Cornell [54] is a heterophilic webpage dataset collected from the computer science department at Cornell University. Nodes represent web pages, and edges are hyperlinks between them. The task is to classify the nodes into one of five categories.

Table 2: Statistics of the real-world datasets used in our evaluation.

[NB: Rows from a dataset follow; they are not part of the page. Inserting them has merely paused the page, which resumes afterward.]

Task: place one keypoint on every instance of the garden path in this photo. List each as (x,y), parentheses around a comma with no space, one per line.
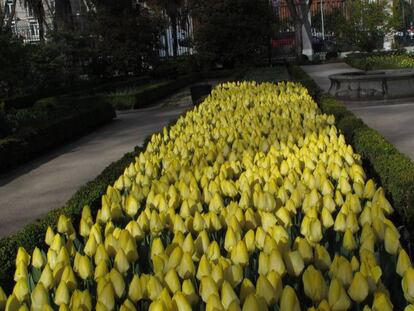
(48,182)
(394,120)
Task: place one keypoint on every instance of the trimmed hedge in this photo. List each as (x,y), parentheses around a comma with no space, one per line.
(32,235)
(394,170)
(33,140)
(84,89)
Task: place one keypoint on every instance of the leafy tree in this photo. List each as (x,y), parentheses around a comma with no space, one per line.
(365,26)
(174,9)
(231,31)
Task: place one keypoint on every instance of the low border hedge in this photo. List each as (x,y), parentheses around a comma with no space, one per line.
(394,170)
(32,235)
(28,142)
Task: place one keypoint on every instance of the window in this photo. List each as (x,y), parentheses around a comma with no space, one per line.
(9,6)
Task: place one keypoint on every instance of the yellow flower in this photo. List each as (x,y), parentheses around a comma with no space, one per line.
(381,302)
(337,297)
(180,302)
(349,242)
(12,303)
(251,303)
(228,296)
(107,296)
(246,289)
(391,241)
(358,290)
(314,284)
(186,267)
(39,297)
(84,267)
(208,287)
(118,282)
(172,281)
(135,290)
(265,290)
(407,284)
(154,288)
(62,294)
(189,291)
(239,254)
(294,263)
(37,259)
(289,301)
(21,290)
(403,262)
(121,262)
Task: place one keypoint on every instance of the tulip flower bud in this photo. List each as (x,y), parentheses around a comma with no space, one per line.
(314,284)
(407,284)
(37,258)
(62,294)
(186,268)
(39,297)
(228,296)
(189,292)
(107,297)
(12,303)
(289,301)
(358,290)
(154,288)
(294,263)
(21,290)
(338,299)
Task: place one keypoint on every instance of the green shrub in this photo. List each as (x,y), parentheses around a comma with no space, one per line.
(393,170)
(34,136)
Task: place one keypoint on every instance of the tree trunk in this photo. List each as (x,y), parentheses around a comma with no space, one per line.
(11,16)
(173,19)
(298,39)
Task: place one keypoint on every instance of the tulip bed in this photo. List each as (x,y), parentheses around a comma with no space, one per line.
(251,201)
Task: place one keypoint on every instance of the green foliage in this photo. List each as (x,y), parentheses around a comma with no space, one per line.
(376,62)
(33,235)
(366,25)
(393,170)
(231,31)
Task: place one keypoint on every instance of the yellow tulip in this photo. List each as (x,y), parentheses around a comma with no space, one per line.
(154,288)
(62,294)
(358,290)
(118,282)
(228,296)
(391,241)
(381,302)
(407,284)
(208,287)
(107,296)
(289,301)
(314,284)
(239,254)
(12,303)
(37,259)
(294,263)
(121,262)
(180,302)
(246,289)
(403,262)
(251,303)
(189,292)
(21,290)
(39,298)
(337,297)
(84,267)
(135,290)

Dataset	# Graphs	Avg # Nodes	Avg # Edges	# Node Features	# Classes
Proteins [56]	1,113	39.06	72.82	3	2
NCI1 [56]	4,110	29.87	32.3	37	2
Mutagenicity [56]	4,337	30.32	30.37	7	2
PTC [56]	344	14	14	19	2
QM9 [57]	130,831	18	37.3	11	-
Cora [52]	1	2,708	10,556	1,433	7
Citeseer [52]	1	3,327	9,104	3,703	6
PubMed [52]	1	19,717	88,648	500	3
ogb-arxiv [53]	1	169,343	1,166,243	128	40
Cornell [54]	1	183	295	1,703	5
Tolokers [55]	1	11758	519000	10	2

D.2 Protocols

ogb-arxive

The ogb-arxive datasets are large-scale datasets provided in the Open Graph Benchmark (OGB) paper [53] with pre-defined train and test splits and different metrics and protocols for each dataset. As common in the literature when evaluating OGB datasets, we followed its pre-defined metric and protocol. The metric used is accuracy. We ran GNAN $10$ times and reported the mean accuracy and std over the runs.

Cornell

For the Cornell dataset we used the splits and protocol from [54] and report the test accuracy averaged over $10$ runs, using the best hyper-paremeters found on the validation set.

Tolokers

For the Tolokers dataset, we followed the protocol and pre-defined splits from [55, 63]. The reported result is an average of a $10$ -fold nested cross-validation.

Core, Citeseer and PubMed

Following [64, 30, 29], for the Core, Citeseer and Pubmed datasets we tuned the parameters on the Cora dataset using the pre-defined splits from [64]. For all these datasets we report the test accuracies averaged over $5$ runs, using the parameters obtained from the best accuracy on the validation set of Cora.

Proteins, NCI

We used $10$ -fold nested cross validation with the splits and protocol of Errica et al. [58]. The final reported result on these datasets is an average of $30$ runs ( $10$ -folds and $3$ random seeds).

Mutagenicity, PTC

We use the splits and protocols from [39], and use a $10$ -fold nested cross-validation. The final reported test accuracies are averages over the $10$ test sets of the outer $10$ folds.

D.3 Hyperparameters

All GNNs (excluded GNAN) use ReLU activations with $\{3,5\}$ layers and $64$ hidden channels. They were trained with Adam optimizer over $1000$ epochs and early on the validation loss with a patient of $100$ steps, eight Decay of $1e-4$ , learning rate in $\{1e-3,1e-4$ }, dropout rate in $\{0,0.5\}$ , and a train batch size of $32$ .

In GNAN, all the feature and distance networks use ReLU activations with $\{3,5\}$ layers and $\{64,32\}$ hidden channels. They were trained with Adam optimizer over $1000$ epochs weight decay of $0,5e-4$ , learning rate in $\{1e-2,1e-3$ }, dropout rate in $\{0,0.6\}$ .

D.4 Compute resources

All experiments ran on an NVIDIA GeForce RTX 3090 GPU.